Active intellect

The agent intellect is a key since the reception of Aristotle in the Middle Ages concept in the epistemology of scholasticism. It is thus called the " active reason " that one opposes the merely "possible reason" ( possible intellect ) or the " passive reason" ( intellectus passivus ). In substance, this distinction is common already in Ancient Greece, where the passive intellect nous dynamei or nous is called pathetikos. Above all, Aristotle addressed the problems related in his book On the Soul ( Book III, Chapter 4 and 5).

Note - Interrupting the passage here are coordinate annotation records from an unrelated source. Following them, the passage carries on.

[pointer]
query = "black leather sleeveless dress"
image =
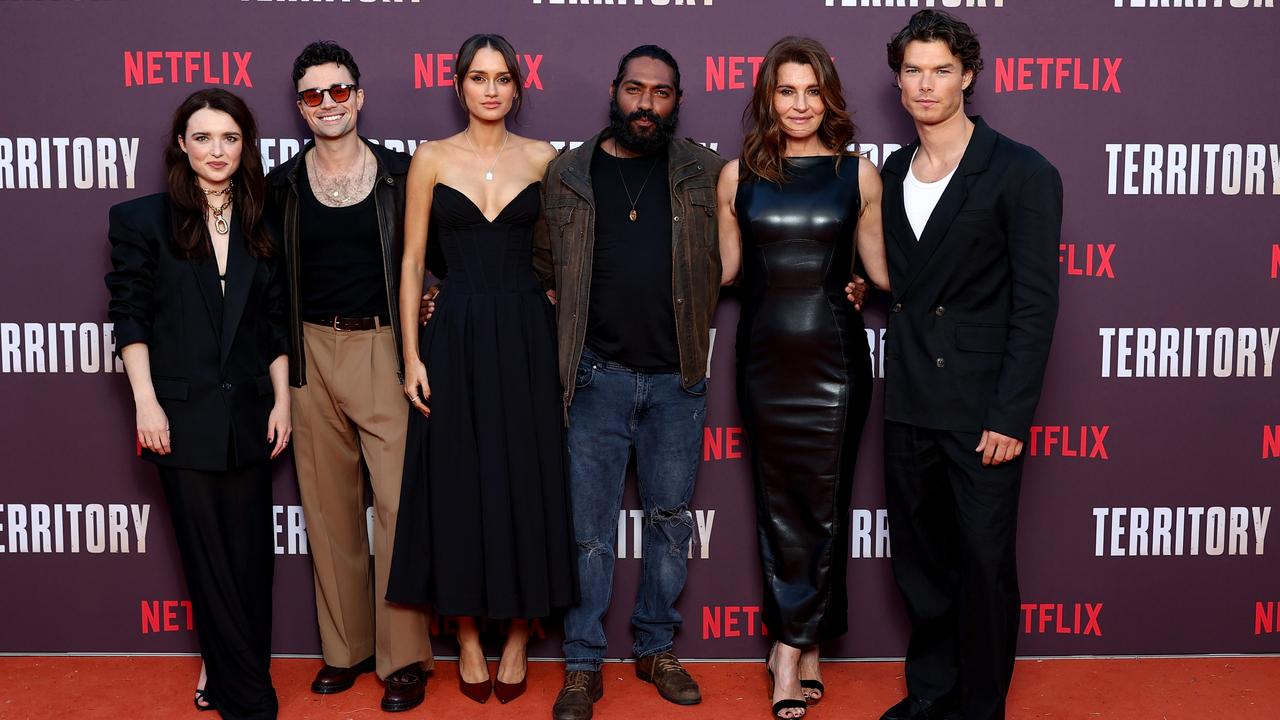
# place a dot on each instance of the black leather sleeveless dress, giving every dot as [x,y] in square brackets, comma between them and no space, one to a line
[804,387]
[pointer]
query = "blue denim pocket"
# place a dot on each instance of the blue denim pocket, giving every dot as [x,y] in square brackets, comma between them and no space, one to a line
[698,388]
[584,376]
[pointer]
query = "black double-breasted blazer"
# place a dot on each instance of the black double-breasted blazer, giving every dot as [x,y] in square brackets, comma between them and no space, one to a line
[974,299]
[209,351]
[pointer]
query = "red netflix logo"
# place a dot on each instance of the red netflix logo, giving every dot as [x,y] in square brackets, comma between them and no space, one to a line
[730,72]
[435,69]
[1265,615]
[167,616]
[1075,619]
[722,443]
[1091,260]
[186,67]
[1070,441]
[1095,74]
[732,621]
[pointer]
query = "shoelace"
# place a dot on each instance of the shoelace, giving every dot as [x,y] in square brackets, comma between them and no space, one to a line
[668,664]
[577,682]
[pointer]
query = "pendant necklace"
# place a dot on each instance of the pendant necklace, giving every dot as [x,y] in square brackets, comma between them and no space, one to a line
[632,214]
[339,191]
[488,173]
[219,220]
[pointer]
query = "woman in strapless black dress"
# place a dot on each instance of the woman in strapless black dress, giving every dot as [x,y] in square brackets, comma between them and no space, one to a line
[791,210]
[484,523]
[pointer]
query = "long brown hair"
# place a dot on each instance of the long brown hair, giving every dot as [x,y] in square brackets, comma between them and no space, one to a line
[763,147]
[190,208]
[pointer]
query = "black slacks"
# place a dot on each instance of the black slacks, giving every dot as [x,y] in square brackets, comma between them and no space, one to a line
[952,531]
[223,523]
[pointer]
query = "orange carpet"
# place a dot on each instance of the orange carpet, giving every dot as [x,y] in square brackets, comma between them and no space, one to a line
[1061,689]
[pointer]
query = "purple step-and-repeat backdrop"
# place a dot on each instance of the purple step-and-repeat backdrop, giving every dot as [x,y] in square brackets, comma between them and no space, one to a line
[1152,470]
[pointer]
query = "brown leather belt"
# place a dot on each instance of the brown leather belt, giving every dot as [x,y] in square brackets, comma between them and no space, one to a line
[341,323]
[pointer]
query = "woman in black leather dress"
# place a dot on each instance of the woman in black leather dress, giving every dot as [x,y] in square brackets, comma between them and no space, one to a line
[790,213]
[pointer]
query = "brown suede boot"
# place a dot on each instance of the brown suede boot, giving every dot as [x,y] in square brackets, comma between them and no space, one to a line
[673,682]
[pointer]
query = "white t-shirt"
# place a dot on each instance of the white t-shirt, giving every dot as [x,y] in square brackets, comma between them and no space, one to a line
[922,197]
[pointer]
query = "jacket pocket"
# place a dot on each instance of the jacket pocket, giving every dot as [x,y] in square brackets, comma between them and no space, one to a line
[981,337]
[170,388]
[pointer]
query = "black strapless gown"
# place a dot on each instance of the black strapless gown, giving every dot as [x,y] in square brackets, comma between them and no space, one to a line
[484,519]
[804,388]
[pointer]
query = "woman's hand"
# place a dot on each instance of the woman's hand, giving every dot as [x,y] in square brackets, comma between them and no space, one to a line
[279,425]
[152,427]
[416,388]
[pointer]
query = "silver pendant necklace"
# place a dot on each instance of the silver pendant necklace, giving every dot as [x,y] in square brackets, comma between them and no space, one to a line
[488,173]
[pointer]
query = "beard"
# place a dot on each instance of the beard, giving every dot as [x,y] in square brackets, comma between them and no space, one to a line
[641,144]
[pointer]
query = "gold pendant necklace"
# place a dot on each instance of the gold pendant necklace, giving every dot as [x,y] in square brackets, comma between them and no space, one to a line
[219,220]
[488,173]
[632,214]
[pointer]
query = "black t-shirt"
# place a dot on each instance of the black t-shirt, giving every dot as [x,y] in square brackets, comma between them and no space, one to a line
[341,260]
[631,318]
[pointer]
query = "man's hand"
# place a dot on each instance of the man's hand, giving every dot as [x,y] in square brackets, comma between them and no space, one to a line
[856,291]
[428,308]
[997,449]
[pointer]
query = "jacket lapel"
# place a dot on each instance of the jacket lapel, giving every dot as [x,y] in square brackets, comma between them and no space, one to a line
[976,159]
[240,276]
[206,279]
[894,206]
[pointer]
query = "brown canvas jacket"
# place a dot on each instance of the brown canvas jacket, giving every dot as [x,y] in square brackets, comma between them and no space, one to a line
[565,242]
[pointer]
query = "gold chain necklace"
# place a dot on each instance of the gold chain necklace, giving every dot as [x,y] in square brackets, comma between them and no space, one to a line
[488,173]
[219,220]
[632,214]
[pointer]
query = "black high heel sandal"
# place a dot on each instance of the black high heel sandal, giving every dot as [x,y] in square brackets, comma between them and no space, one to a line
[202,697]
[785,703]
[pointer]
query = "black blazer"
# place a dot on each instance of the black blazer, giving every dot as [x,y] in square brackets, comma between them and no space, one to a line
[976,297]
[209,352]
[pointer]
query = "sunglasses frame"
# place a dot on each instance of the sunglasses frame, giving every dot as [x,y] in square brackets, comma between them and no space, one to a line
[348,86]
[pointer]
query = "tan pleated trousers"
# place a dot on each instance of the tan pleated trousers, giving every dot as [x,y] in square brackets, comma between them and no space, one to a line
[352,408]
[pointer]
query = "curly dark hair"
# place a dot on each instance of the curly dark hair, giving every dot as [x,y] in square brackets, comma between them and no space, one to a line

The background of the distinction is the doctrine of act and potency. Thus, for Aquinas the possible intellect mere assets, whereby the intellect is fundamentally based on everything while with him the aspect of the activity is in the concept of agent intellect expressed by the to recognize the assets in the act is converted. This activity takes place in the act of human abstraction. The senses provide the first image of the object ( phantasm ), which is already the "ingredients" of the inner sense - common sense, memory, ability to shape detection (vis cogitative ) - contains. The abstraction of " quiddity " ( quidditas ) from the phantasm now takes place in two steps. First, the common sense ( sensus communis) a " perceptual image " ( species sensibilis ) is abstracted, is then taken out of the by the agent intellect in a deepening act of abstraction the "essence" of the object ( the intelligible species ).